Partire senza una precisa meta ma con una destinazione ben definita, questa la meraviglia dell’Appennino. Unico scopo, cavalcare l’Alta Via dei Parchi.
Salvatore Di Stefano

Allora zaino in spalla, si parte dal piccolo santuario di Madonna dell’Acero sito a 1200 metri s.l.m. che rimane ancora una delle massime espressioni della religiosità popolare della montagna bolognese.
Fatto il pieno d’acqua alla vicina fontana, seguendo il ben segnalato sentiero CAI 327, ci si ritrova avvolti dalle spettacolari foreste di eleganti faggi e maestosi abeti. Poche centinaia di metri e decidiamo di proseguire sul 327 abbandonando l’idea di inforcare il sentiero 323 che ci avrebbe condotti ad una dolce pausa al Rifugio Segavecchia. Già! Stamane tra organizzazioni varie e strade affollate siamo riusciti ad incamminarci solo poco prima delle 10.30…
La salita è durissima con poche curve, in appena due chilometri si arriva dai 1280 metri della partenza ai 1830 della Nuda; solo ai 1700 metri si viene abbagliati dallo splendore delle praterie e dei vaccinieti che rivestono la parte sommitale del versante occidentale della Nuda.

La fatica sembra essere dimenticata, mentre il passo viene rallentato dalla scorpacciata di mirtilli neri che inevitabilmente prende il sopravvento.
E’ quasi l’una!

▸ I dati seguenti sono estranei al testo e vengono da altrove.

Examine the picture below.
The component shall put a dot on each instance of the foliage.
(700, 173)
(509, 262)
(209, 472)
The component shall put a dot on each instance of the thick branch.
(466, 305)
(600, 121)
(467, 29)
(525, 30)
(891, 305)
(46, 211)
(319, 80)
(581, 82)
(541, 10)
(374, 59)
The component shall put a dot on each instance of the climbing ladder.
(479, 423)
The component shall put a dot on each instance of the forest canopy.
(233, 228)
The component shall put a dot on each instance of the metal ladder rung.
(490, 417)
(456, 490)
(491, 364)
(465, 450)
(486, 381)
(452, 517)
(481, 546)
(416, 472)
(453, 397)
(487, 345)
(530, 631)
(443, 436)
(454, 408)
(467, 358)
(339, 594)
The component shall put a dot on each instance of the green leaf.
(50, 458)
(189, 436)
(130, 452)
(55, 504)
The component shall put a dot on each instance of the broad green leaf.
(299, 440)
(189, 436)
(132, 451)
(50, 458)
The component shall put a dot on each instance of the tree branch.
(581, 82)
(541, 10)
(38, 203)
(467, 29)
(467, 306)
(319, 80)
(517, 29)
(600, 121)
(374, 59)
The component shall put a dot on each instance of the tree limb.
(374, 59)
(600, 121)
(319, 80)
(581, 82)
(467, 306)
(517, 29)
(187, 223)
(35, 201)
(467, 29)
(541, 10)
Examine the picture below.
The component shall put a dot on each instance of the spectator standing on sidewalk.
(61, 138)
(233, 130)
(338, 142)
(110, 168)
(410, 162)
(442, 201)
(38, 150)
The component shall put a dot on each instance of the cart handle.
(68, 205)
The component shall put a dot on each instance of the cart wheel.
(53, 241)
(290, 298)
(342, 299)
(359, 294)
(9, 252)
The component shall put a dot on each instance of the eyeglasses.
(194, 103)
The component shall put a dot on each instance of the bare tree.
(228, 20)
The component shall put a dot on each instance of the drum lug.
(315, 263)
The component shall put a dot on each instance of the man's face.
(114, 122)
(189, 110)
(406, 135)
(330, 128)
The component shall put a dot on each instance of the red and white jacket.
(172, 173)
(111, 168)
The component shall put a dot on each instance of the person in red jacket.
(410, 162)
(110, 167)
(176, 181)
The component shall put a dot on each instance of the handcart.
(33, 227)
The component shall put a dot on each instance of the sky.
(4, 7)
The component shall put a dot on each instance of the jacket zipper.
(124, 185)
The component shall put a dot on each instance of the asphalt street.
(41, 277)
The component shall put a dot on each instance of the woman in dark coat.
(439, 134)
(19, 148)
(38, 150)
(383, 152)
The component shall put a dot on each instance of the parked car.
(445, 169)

Dobbiamo ancora arrampicarci parecchio prima di rimanere in quota, quindi si riparte. Neanche mezz’ora e siamo in cima alla Nuda.
“Sosta!” Esclama Stefania, stremata dalle quasi due ore salita nelle gambe. Qui incontriamo due viaggiatori di giornata, lo si capisce dalla leggerezza dei loro zaini, che scrutano l’orizzonte con un binocolo.
“Da dove venite?” chiediamo. “Dalle Balze della Saetta” risponde uno di loro. Io esclamo: “Però!” Subito dopo Stefania, che ignora la durezza del percorso di provenienza, chiede: “Ma fate anche le Balze dell’Ora?” E subito loro: “No, no…. basta così per oggi!” Poco dopo ripartono nella direzione da cui siamo appena arrivati noi, scomparendo rapidamente nella vegetazione.
Il vento si comincia a far sentire: quindi è giunta l’ora di rimettersi in marcia. Dobbiamo arrivare al Passo del Vallone seguendo il sentiero 129 per poi scendere nella la conca glaciale di Rio Piano e risalire alla volta del Passo della Porticciola. Poi, proseguendo per la vetta di Punta Sofia si va verso la vetta più settentrionale del Corno alle Scale. Tradotto voleva dire due ore e mezza abbondanti di cammino…
La fame si comincia a sentire. Mentre inizio ad assaporare nella mia testa il panino pieno di crudo e formaggio arriviamo al Passo del vallone. Stefania alla vista ravvicinata, solo in linea d’aria, della croce di Punta Sofia domanda: “Ma perchè dobbiamo fare tutta quella strada per arrivare lassù quando da qui dritti dritti, arriviamo subito?” Quel “dritti dritti, arriviamo subito” voleva dire affrontare le terribili Balze dell’Ora con i nostri 30 chili di zaino in spalla….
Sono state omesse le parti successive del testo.